Las democracias ya no mueren como solían hacerlo. No caen de pronto con un golpe de estado que suspende libertades, prohíbe partidos y cancela elecciones. No desaparecen con la imposición violenta de una junta militar. Las democracias de ahora mueren con votos. Lo hemos visto en muchas partes del mundo: gobiernos democráticamente electos emplean los recursos constitucionales para ir desmontando contrapesos e imponer un dominio sin restricciones. La corrosión puede ser lenta y pasar como una serie de medidas inofensivas, pero la ruta es bastante clara: se libra una guerra simbólica contra aquellos a los que se pinta como enemigos de la nación, se nulifican los órganos de control, se hostiga a la crítica, se colonizan las instancias de neutralidad, se deslegitima a la oposición. Debilitándose poco a poco, los contrapoderes se vuelven irrelevantes. El poder que surgió de los votos puede ya hacer lo que quiera. Es capaz de rehacer las reglas de juego a su antojo. No necesita pacto alguno para cambiar la constitución. No tiene consecuencia alguna el violarla. Así se instauran las autocracias electivas. 

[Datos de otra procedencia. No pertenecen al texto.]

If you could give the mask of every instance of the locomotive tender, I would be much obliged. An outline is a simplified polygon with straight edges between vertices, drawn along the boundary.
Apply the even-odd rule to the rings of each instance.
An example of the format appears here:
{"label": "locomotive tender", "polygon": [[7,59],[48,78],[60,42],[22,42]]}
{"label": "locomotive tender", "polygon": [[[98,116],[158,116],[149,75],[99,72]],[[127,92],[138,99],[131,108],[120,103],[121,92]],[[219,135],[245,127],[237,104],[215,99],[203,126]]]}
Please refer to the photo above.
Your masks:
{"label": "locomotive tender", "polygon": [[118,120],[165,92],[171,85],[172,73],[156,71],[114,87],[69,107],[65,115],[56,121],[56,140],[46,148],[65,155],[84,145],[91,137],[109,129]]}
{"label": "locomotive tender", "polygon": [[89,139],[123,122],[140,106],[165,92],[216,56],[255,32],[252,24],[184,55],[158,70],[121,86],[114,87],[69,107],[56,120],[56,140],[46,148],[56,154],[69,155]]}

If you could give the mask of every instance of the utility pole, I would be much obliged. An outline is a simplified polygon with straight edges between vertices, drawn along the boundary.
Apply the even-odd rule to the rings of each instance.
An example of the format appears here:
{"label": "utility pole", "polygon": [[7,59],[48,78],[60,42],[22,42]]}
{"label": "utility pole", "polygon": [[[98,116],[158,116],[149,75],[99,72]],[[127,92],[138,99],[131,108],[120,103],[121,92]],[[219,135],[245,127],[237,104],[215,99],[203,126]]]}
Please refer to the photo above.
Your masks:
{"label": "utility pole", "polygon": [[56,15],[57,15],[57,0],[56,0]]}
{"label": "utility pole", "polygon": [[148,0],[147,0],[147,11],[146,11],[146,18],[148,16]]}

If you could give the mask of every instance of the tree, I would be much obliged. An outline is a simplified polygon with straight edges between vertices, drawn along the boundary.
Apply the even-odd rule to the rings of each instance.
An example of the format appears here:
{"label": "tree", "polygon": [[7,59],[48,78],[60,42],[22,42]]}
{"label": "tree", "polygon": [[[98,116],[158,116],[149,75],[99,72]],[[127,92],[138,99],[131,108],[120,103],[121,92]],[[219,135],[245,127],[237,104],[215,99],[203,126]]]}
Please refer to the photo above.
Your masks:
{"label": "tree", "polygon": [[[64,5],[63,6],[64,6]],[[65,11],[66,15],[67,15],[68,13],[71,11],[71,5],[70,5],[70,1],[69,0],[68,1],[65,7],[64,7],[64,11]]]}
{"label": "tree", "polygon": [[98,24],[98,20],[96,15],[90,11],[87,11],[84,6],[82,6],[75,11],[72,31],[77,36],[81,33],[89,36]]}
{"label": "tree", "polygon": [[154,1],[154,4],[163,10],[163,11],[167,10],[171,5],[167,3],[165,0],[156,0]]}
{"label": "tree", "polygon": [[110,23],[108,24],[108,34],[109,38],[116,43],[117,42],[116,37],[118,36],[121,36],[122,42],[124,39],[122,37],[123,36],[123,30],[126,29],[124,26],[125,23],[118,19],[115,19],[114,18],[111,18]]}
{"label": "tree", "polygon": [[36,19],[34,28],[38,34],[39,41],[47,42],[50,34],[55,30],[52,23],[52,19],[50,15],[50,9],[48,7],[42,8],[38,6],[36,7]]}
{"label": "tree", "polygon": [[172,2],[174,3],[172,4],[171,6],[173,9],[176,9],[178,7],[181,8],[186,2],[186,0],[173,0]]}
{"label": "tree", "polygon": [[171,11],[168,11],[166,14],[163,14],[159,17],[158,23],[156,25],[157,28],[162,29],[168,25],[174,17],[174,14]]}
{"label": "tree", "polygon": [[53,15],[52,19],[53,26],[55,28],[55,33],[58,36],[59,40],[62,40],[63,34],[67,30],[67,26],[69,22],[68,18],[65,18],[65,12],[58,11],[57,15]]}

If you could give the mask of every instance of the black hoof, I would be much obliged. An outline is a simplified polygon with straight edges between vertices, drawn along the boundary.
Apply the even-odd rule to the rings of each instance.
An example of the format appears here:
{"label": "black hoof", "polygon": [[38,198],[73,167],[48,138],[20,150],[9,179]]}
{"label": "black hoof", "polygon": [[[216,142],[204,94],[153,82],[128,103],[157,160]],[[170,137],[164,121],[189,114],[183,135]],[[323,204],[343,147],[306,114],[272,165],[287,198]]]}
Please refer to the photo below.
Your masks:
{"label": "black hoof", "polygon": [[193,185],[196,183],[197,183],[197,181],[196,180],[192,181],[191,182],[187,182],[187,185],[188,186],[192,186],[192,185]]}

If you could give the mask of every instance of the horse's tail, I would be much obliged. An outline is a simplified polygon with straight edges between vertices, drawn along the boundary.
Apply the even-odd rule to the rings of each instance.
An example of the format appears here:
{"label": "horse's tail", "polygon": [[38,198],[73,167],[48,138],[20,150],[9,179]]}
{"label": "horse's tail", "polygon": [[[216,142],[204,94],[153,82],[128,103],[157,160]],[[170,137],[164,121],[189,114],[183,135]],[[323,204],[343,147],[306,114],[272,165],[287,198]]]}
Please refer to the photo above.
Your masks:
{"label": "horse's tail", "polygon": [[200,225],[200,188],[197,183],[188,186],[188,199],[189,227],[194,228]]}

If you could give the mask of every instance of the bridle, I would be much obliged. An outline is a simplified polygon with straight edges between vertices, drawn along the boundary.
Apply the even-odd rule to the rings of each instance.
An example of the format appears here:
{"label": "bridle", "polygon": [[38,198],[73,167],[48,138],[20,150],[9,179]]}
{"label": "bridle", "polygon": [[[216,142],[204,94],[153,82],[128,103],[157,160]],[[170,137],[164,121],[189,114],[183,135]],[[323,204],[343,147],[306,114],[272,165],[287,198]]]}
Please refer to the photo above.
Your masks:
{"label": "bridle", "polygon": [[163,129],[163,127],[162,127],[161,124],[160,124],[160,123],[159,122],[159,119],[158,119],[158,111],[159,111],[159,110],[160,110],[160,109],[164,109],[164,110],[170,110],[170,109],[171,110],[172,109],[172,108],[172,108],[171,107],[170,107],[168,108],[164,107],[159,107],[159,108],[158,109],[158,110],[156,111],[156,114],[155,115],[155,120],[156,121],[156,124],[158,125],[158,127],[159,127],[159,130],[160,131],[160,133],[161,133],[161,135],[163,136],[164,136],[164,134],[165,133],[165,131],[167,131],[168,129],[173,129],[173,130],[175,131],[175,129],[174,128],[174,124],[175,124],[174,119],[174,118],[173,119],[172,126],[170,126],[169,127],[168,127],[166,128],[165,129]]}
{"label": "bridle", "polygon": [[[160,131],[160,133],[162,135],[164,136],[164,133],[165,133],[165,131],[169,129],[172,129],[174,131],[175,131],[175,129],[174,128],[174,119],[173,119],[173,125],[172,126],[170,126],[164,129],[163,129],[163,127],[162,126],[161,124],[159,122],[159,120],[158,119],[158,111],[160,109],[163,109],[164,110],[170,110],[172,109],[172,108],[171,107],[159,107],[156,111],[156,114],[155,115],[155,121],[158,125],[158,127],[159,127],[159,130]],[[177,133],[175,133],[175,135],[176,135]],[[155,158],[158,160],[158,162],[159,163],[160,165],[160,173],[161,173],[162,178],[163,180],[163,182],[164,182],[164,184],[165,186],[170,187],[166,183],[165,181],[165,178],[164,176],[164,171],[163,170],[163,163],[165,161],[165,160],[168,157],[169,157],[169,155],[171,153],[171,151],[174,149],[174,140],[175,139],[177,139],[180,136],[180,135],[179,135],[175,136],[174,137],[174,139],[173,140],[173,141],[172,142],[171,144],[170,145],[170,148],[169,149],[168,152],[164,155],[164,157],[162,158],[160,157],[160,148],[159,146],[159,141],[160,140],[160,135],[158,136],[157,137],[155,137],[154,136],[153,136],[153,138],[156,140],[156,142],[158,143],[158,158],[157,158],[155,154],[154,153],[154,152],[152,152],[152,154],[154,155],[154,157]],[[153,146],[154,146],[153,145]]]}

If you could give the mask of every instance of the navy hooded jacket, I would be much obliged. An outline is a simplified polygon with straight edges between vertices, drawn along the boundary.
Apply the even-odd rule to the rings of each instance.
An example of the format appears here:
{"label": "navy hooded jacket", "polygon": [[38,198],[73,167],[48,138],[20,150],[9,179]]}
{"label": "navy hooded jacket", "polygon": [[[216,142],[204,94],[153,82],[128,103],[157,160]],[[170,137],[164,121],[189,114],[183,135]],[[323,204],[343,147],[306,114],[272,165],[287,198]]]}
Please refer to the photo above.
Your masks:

¿Qué avance ha tenido el proceso de autocratización en México? ¿Podemos decir que se ha dado ya un cambio de régimen? De acuerdo con algunas evaluaciones internacionales, nuestro país pasó hace unos años de una democracia defectuosa a un régimen híbrido: un sistema que preserva notas democráticas, pero en el que avanzan los rasgos autoritarios. Tras las elecciones de junio el panorama democrático es mucho más sombrío. Es probable que el oficialismo se haga del control de una mayoría suficiente para cambiar la constitución y que use ese impulso para constitucionalizar un predominio sin límites. Pero, independientemente de la suerte de la funesta reforma judicial, el avance autocrático parece innegable. Hay un nuevo partido oficial, un partido ligado a la estructura del gobierno que es, en muchas partes del país, el único plato en el menú. Como lo veíamos hace unas cuantas décadas, podemos recorrer ciudades y pueblos donde solo aparece la propaganda del partido gobernante. Y podemos ver también que los gobiernos peor evaluados no reciben el castigo de la alternancia. 

No es antidemocrático, por supuesto, tener un gobierno de mayoría clara, un gobierno unificado en el que presidencia y congreso pertenezcan al mismo partido político. Lo que resulta antidemocrático es que, en contra del principio proporcional, se otorgue a la coalición oficialista una representación excesiva. Antidemocrático es que se tergiverse el orden de las preferencias ciudadanas para favorecer a la coalición gobernante. Antidemocrático que un equipo sea capaz de rehacer las reglas fundamentales del juego, sin necesidad de pactar la plataforma común. Antidemocrático sería que se rehiciera la constitución para acoplarla al antojo del presidente saliente y que se desgajara el fundamento de la autonomía y el profesionalismo de uno de los poderes del Estado. Pero no tenemos que adelantarnos para imaginar lo que podría pasar en el futuro cercano. Lo que ya tenemos frente a nosotros es un régimen político distinto al del muy imperfecto pluralismo que implantó la transición.

El historiador Rafael Rojas ha publicado en Letras libres un ensayo interesante en el que muestra su preocupación por esta lectura que advierte el cambio de régimen. Cree que se adelanta a cambios que aún no se concretan y que puede estimular estrategias derrotistas en la oposición. Tiene razón cuando busca una caracterización más precisa del nuevo régimen. Pero no habrá comprensión, ni estrategia sensata si no se advierte que está formándose un nuevo régimen. Un régimen con extensos respaldos sociales que es, al mismo tiempo, profundamente antiliberal. Hay que llamar a las cosas por su nombre y el régimen que despunta es un autoritarismo de nuevo cuño. Por supuesto, no está en proceso de formarse una dictadura castrista en nuestro país. Aunque se escuchan en él muchos ecos del viejo priismo, tiene características propias: representa una política personalista que rechaza la intermediación corporativa, desprecia no solamente la sustancia sino las formas constitucionales. Habrá que ir afinando el retrato del nuevo régimen, pero sería engañarnos si no reconocemos que pisamos ya otro terreno.